0:00
0:00

0:00

Prawa autorskie: Fot. Bulent Kilic / AFPFot. Bulent Kilic / ...

Opublikowany w czwartek 7 września 2023 przez „Washington Post” fragment nadchodzącej książki Waltera Isaacsona zatytułowanej „Elon Musk” wywołał duże kontrowersje. Zawiera on dziejącą się we wrześniu ubiegłego roku scenę, w której bohater biografii kontaktuje się z pisarzem w sprawie planowanego przez Ukrainę ataku na bazę rosyjskiej marynarki wojennej w Sewastopolu. Dokonać go miało sześć dronów podwodnych, których zdalne naprowadzenie możliwe było dzięki systemowi Starlink umożliwiającemu łączność z internetem drogą satelitarną. Jest on produktem należącego do Muska przedsiębiorstwa SpaceX.

Na zdjęciu: Starlink na wyzwalanej Chersońszczyźnie, 31 października 2022. Fot. Bulent Kilic / AFP

Przeczytaj także:

Jak pisze Isaacson, miliarder będący świeżo po rozmowie z ambasadorem Rosji w Stanach Zjednoczonych wyraził przekonanie, że ukraińska ofensywa wiąże się z poważnym prawdopodobieństwem wybuchu wojny nuklearnej. Dlatego też zlecił swoim inżynierom dezaktywację systemu w zasięgu 100 kilometrów od wybrzeża Krymu. Przez to właśnie drony nie mogły dokończyć ataku. Mimo próśb ze strony ministra transformacji cyfrowej Mychajły Fedorowa, by łączność została przywrócona, Musk podtrzymał swoją decyzję. Jego zdaniem Ukraina posuwa się za daleko i prosiła się o strategiczną porażkę.

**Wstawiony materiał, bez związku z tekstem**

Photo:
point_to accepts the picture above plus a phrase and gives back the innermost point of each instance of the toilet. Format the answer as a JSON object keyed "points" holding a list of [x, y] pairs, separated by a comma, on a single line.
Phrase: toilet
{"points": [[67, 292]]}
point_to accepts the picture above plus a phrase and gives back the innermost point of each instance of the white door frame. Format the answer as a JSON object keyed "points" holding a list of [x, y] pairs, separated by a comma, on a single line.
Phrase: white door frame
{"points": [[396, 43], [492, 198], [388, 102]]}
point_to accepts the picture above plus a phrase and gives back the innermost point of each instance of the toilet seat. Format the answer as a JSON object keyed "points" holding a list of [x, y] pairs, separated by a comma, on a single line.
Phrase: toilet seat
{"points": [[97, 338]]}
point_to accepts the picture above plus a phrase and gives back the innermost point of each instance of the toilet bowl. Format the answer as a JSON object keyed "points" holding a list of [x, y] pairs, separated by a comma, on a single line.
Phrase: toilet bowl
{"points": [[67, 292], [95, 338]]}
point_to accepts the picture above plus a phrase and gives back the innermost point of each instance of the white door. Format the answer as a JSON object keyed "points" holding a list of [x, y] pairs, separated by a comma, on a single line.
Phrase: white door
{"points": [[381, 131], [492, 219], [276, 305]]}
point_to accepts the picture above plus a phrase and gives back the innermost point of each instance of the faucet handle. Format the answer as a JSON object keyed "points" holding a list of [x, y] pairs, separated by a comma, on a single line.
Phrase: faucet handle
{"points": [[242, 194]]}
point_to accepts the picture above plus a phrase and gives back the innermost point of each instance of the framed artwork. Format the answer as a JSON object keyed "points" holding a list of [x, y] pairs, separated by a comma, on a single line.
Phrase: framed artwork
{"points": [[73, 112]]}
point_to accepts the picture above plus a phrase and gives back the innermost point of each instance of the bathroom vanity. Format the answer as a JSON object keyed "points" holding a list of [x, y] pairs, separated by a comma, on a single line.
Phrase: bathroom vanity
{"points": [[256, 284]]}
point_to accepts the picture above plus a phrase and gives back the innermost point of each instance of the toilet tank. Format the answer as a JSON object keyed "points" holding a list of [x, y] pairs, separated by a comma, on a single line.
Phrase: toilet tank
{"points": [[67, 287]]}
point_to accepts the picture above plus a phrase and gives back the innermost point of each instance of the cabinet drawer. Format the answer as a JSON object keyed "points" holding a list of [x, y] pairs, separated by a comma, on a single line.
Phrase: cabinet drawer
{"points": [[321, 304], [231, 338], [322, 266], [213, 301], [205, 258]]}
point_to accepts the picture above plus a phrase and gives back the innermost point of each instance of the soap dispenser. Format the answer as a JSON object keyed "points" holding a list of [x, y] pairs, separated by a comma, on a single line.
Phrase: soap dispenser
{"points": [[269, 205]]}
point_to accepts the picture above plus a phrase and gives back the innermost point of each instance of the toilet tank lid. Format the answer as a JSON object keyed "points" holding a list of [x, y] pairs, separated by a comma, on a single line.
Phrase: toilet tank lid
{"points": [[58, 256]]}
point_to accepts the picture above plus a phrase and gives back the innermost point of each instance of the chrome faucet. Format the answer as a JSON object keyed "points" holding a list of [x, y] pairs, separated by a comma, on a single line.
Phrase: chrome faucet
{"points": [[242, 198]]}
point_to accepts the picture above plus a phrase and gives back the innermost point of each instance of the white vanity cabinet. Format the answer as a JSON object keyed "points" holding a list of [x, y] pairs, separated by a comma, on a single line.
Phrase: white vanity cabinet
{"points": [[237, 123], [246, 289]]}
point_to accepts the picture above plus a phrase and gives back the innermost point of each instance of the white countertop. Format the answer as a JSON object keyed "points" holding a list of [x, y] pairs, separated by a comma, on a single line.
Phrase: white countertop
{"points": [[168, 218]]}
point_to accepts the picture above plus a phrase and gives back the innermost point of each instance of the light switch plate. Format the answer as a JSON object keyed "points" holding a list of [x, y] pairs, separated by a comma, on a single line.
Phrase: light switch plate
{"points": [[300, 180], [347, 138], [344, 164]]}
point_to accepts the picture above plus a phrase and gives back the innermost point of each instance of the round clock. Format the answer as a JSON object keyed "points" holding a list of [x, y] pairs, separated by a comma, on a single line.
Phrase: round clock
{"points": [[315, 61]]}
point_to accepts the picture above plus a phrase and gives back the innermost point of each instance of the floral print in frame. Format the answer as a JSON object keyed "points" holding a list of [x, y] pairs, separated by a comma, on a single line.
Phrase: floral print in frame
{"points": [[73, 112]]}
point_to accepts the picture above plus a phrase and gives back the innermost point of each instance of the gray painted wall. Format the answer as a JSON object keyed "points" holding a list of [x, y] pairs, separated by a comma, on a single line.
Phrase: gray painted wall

Warto przy tym zaznaczyć, że do podobnego do opisywanego, ale skutecznego ataku doszło prawdopodobnie już w kolejnym miesiącu. Według „Guardiana” trafiony przez ukraińskie drony miał być m.in. stacjonujący w Sewastopolu okręt „Admirał Makarow”. Nie wywołało to nuklearnego odwetu.

Ignorancja i ego?

Rewelacje Isaacsona spotkały się z licznymi komentarzami. Do sprawy na portalu X, znanym dawniej jako Twitter, odniósł się choćby Mychajło Podolak, doradca prezydenta Wołodymyra Zełenskiego. Napisał m.in., że w rezultacie działania Muska „(…) giną cywile, dzieci. Taka jest cena za koktajl ignorancji i wielkiego ego”. Na tym samym portalu doniesienia skomentował także Gary Kasparow. Cytując wpis z konta „The Kyiv Independent”, napisał, że sprawa ta „ukazuje, jak niebezpiecznie jest mieć kapryśnych, niedoinformowanych oligarchów, wpływających na bezpieczeństwo narodowe USA”.

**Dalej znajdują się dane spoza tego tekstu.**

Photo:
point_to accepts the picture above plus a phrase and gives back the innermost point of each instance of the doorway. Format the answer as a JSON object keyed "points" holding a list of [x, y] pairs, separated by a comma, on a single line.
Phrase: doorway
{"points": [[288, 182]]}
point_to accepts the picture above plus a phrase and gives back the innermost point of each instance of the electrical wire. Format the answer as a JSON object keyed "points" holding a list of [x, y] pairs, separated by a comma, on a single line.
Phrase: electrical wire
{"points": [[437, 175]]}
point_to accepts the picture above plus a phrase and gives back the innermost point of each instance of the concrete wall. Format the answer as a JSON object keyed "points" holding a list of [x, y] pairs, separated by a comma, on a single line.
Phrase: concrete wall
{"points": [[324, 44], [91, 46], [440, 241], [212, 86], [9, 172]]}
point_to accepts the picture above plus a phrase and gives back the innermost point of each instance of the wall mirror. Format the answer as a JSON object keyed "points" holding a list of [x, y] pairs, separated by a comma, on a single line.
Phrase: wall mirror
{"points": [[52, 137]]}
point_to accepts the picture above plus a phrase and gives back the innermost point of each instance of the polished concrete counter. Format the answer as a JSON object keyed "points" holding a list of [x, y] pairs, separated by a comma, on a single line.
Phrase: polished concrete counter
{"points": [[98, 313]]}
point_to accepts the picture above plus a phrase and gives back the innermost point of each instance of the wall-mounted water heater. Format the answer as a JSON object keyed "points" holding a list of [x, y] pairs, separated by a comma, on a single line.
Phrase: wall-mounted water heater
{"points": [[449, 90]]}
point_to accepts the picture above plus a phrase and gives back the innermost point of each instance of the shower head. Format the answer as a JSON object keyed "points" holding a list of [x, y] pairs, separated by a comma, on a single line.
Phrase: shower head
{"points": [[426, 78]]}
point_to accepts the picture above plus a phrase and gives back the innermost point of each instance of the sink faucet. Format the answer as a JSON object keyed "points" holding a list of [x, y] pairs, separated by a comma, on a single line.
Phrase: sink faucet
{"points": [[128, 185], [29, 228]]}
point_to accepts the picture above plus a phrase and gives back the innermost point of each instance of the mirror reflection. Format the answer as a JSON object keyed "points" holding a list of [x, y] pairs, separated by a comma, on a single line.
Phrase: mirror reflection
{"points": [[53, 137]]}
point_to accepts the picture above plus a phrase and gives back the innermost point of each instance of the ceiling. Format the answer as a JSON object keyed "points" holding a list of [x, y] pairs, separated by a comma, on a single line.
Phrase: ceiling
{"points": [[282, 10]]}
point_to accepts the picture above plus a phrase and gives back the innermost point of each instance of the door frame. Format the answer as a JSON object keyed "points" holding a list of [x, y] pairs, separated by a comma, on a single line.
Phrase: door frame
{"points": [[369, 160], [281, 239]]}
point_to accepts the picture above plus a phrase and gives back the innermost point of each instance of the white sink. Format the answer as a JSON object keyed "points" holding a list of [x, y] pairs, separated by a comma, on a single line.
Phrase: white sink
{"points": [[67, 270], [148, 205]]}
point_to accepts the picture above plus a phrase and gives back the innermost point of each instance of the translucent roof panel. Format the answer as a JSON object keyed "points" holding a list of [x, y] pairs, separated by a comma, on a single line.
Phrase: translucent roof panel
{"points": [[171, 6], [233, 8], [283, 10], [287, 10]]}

Mniej krytyczni komentatorzy akcentowali wątek potencjalnego zapobieżenia przez Muska wojnie nuklearnej. Jeden z wpisów prezentujących taką narrację, autorstwa kontrowersyjnego influencera Mario Nawfala, skomentował sam właściciel portalu X/Twittera. Jego wersja wrześniowych wydarzeń okazała się sprzeczna z opisem wydarzeń pochodzącym z książki Isaacsona.

Musk stwierdził, że zasięg systemu Starlink nie obejmował Krymu. Prośba Ukraińców miała dotyczyć aktywowania go na trasie dronów aż do Sewastopola, nie zaś ponownego włączenia po dezaktywacji. Z kolei Isaacson we wpisie mającym doprecyzować jego relację – choć w zasadzie jej przeczącym – napisał, że strona ukraińska „myślała”, iż zasięg pokrywał większe teren, niż rzeczywiście miało to miejsce. Do tej korekty odniósł się Musk, dziękując swojemu biografowi i dodając, że nikt nigdy nie obiecywał Ukrainie działania Starlinka na terytorium Krymu. Ponadto warunki korzystania z tej usługi zabraniać miały wykorzystania jej w celach ofensywnych.

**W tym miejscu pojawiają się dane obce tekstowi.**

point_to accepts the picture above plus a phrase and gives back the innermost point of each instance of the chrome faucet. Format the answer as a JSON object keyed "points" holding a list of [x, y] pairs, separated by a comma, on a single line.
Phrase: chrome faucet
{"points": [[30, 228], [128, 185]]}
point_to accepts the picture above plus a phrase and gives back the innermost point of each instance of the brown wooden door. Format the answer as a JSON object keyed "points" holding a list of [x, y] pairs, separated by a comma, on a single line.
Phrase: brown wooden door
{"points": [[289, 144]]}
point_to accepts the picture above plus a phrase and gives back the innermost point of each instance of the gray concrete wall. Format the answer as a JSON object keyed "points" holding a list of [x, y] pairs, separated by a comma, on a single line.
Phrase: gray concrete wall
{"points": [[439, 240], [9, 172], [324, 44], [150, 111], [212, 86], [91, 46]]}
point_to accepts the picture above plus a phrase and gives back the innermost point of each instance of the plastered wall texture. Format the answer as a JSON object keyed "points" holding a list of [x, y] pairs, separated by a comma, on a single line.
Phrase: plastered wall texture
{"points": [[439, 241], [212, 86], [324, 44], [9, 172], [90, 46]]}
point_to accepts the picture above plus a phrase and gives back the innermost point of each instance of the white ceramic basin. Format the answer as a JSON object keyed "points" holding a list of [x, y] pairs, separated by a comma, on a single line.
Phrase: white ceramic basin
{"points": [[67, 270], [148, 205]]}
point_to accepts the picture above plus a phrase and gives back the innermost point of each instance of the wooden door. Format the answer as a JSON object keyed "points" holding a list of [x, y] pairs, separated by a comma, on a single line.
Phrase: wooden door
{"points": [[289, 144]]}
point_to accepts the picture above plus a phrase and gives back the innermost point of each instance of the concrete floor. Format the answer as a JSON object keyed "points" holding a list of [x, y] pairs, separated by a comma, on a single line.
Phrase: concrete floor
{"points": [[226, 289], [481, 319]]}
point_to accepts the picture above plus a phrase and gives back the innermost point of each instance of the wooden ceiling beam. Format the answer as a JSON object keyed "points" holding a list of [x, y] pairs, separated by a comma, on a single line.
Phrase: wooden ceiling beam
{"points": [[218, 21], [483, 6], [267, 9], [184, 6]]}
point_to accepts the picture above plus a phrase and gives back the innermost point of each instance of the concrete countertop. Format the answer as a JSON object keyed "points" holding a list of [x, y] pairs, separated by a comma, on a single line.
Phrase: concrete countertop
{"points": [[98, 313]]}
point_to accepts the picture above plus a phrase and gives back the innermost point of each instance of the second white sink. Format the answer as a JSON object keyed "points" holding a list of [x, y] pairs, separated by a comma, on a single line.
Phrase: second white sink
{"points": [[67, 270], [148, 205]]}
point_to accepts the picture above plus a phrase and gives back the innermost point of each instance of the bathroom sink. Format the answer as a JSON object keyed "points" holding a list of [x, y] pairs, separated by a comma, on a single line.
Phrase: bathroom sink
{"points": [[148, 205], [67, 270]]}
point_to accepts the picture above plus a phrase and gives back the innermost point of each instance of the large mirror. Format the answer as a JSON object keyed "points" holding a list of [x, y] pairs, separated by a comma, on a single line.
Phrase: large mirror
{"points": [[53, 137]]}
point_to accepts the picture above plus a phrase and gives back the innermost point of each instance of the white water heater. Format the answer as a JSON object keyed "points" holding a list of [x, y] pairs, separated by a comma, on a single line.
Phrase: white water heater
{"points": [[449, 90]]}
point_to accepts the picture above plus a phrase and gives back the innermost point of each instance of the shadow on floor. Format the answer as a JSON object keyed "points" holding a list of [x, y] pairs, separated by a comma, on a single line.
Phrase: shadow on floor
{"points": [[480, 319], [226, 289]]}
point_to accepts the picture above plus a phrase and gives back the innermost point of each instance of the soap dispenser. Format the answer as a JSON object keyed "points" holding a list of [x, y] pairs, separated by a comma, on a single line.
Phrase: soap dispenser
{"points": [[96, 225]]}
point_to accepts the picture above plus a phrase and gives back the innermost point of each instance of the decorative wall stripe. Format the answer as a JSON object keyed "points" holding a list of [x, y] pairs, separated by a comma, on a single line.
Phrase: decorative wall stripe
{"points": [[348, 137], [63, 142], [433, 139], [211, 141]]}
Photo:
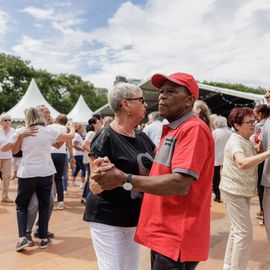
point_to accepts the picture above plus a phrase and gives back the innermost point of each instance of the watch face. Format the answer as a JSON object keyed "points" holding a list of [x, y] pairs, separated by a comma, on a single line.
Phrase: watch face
{"points": [[127, 186]]}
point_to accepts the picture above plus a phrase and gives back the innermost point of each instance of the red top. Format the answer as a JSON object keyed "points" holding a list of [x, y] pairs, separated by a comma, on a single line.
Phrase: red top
{"points": [[180, 225]]}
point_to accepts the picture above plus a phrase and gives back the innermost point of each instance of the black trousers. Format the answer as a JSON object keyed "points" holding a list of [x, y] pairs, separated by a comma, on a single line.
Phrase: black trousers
{"points": [[160, 262], [26, 187]]}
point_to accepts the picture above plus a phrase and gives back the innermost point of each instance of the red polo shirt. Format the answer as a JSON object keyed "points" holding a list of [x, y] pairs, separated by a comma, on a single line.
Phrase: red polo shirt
{"points": [[179, 226]]}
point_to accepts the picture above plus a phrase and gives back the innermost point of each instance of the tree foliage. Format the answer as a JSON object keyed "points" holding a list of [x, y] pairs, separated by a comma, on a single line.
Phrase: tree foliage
{"points": [[62, 91], [237, 87]]}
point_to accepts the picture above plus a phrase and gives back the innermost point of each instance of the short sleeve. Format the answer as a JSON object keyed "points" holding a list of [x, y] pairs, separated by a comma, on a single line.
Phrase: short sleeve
{"points": [[192, 151], [53, 134], [235, 147]]}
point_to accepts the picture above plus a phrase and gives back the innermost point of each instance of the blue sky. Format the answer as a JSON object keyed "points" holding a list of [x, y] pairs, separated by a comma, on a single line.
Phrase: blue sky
{"points": [[214, 40]]}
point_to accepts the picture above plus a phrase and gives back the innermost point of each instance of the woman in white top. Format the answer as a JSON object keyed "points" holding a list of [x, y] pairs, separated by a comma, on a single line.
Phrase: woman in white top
{"points": [[35, 173], [78, 154], [221, 135], [238, 185]]}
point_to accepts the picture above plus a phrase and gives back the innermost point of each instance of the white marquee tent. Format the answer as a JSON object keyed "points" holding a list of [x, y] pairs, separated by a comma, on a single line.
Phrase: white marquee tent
{"points": [[80, 112], [31, 98]]}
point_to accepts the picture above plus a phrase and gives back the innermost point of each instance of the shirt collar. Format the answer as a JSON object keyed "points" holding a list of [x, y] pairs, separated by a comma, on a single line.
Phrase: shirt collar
{"points": [[175, 124]]}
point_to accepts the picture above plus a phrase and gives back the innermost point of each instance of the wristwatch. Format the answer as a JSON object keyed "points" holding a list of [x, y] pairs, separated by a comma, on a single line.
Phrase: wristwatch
{"points": [[128, 185]]}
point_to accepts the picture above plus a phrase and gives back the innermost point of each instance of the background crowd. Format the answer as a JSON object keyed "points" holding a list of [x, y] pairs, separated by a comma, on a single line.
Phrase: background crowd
{"points": [[47, 155]]}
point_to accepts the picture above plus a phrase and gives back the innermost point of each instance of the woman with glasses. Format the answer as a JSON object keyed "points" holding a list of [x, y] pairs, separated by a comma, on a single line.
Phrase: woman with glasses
{"points": [[238, 185], [113, 215]]}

Starlink gaśnie, minister interweniuje, Musk wzywa do pokoju

Nowa narracja Muska i Isaacsona stoi w sprzeczności z opublikowaną wcześniej relacją pisarza. Stawia to w niejasnym świetle także inne jego doniesienia — w tym o wyłączeniu w Starlinka na wschodzie i południu Ukrainy. Wyswobadzające okupowane tereny wojsko miało zostać zaskoczone brakiem dostępu do sieci.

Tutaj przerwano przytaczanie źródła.